May 24, a little more than one year after the attack, Muhammed's tiny body lay sedated on a gurney at Swedish Medical Center and images of the interior of his skull were projected onto monitors. Eye surgeon Gillette and plastic surgeon Jenifer Henderson felt the bones of his face, looked up his nose in dismay at the sinus damage, peered into his eye with a special microscope and tested the pressure in his eye.
Muhammed's eye has shrunk from the trauma — not a favorable sign, Gillette says. But at this point no one knows how many surgeries the little boy may require, or how much time it will take.

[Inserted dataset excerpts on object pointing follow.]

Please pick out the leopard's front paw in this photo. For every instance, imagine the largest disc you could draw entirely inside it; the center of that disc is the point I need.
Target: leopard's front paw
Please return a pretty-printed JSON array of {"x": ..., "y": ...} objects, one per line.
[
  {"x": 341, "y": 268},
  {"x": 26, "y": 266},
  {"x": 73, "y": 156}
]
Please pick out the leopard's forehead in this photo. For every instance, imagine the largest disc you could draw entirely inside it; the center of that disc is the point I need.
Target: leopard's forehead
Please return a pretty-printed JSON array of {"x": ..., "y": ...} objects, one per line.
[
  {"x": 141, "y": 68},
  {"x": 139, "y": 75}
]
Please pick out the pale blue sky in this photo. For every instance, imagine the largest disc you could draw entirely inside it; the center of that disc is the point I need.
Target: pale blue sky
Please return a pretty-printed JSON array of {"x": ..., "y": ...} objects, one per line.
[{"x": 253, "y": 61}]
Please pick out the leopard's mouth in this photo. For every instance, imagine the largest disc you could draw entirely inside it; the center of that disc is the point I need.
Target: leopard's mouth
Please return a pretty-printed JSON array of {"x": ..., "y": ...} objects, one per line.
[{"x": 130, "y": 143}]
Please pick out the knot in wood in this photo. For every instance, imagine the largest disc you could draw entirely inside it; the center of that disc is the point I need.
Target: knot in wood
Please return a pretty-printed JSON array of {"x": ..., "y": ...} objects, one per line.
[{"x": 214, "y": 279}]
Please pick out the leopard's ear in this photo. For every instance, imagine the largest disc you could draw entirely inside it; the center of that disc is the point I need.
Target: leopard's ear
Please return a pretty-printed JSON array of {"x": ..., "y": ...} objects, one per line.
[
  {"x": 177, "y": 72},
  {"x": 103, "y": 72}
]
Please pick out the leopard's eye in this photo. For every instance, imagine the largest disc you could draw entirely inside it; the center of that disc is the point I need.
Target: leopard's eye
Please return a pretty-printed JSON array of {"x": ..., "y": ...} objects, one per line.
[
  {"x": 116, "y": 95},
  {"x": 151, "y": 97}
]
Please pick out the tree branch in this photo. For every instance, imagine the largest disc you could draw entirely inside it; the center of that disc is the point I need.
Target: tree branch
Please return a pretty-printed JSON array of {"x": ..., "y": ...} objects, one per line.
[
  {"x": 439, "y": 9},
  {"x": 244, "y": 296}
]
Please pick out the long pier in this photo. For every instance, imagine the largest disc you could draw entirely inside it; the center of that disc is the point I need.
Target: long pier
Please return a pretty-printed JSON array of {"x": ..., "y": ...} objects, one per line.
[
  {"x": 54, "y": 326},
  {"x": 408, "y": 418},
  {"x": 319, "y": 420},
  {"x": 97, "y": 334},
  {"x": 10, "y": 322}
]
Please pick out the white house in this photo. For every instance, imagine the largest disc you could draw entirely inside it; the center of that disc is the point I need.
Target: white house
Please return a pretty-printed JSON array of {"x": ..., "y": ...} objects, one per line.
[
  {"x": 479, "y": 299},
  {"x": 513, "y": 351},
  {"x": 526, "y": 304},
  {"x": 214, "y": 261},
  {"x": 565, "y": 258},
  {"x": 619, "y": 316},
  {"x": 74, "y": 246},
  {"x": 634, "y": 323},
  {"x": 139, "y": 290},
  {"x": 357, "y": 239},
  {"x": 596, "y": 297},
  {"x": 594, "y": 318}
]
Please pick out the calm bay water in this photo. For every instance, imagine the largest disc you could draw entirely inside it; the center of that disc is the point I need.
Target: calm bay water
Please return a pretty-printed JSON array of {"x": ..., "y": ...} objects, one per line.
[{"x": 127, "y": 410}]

"Back home he's ruined if he can't see," said Raffi Ohanian, the Iraq-born hospital interpreter.
In Iraq, the blind are outcasts, never sent to school or trained for jobs. Often they beg on the streets. Like Joda, the interpreter wants more for Muhammed.
"From time to time Muhammed used to ask me, saying with innocence, 'When will I recover? When I grow up, will I go to school with my sister Zahra?' " Joda said.
Consultations are planned. Scans will be reviewed. And on both sides of the world — in different cultures, languages and religions — the many people who love Muhammed pray and wait.
Nancy Bartley: 206-464-8522 or nbartley@seattletimes.com
Healing the Children
Founded in 1981 by a Spokane woman who lost her adopted daughter to an easily curable illness because early care wasn't available in her native South Korea, Healing the Children has 14 chapters throughout the United States. Some 5,000 children from 65 countries and the United States have been helped through the program, which matches children who have medical needs that can't be met where they live, with volunteer doctors, hospitals and foster families.
Healing the Children also sends medical teams around the world to screen children, train local doctors and provide on-site surgeries.
For more information, contact Healing the Children at 425-252-4505 or www.wa.healingthechildren.org
The Iraq war's youngest victims
From the U.S. invasion of Iraq in 2003 through March 2005, nearly 25,000 civilians were killed. Of them, 9.3 percent were children ages 2 through 17. Fifty-one were 2 years old or younger. From November 2005 to February 2006, 64 children died and 57 were injured in 417 attacks on Iraqi schools.
• A large percentage of the children are injured by bombs dropped from aircraft or by explosive devices such as cluster bombs they find unexploded on the ground.
• In the third year of the occupation — March 2005 to March 2006 — 12,617 civilians were killed.
• Of 22,000 homes surveyed in 2005 as part of a United Nations-sponsored project, one-third of all children were malnourished and 9 percent were acutely malnourished, a condition severe enough to affect childhood development.
• Six percent of Iraqi children ages 10 to 14 have lost their fathers, as have 13 percent of youths ages 15 to 19.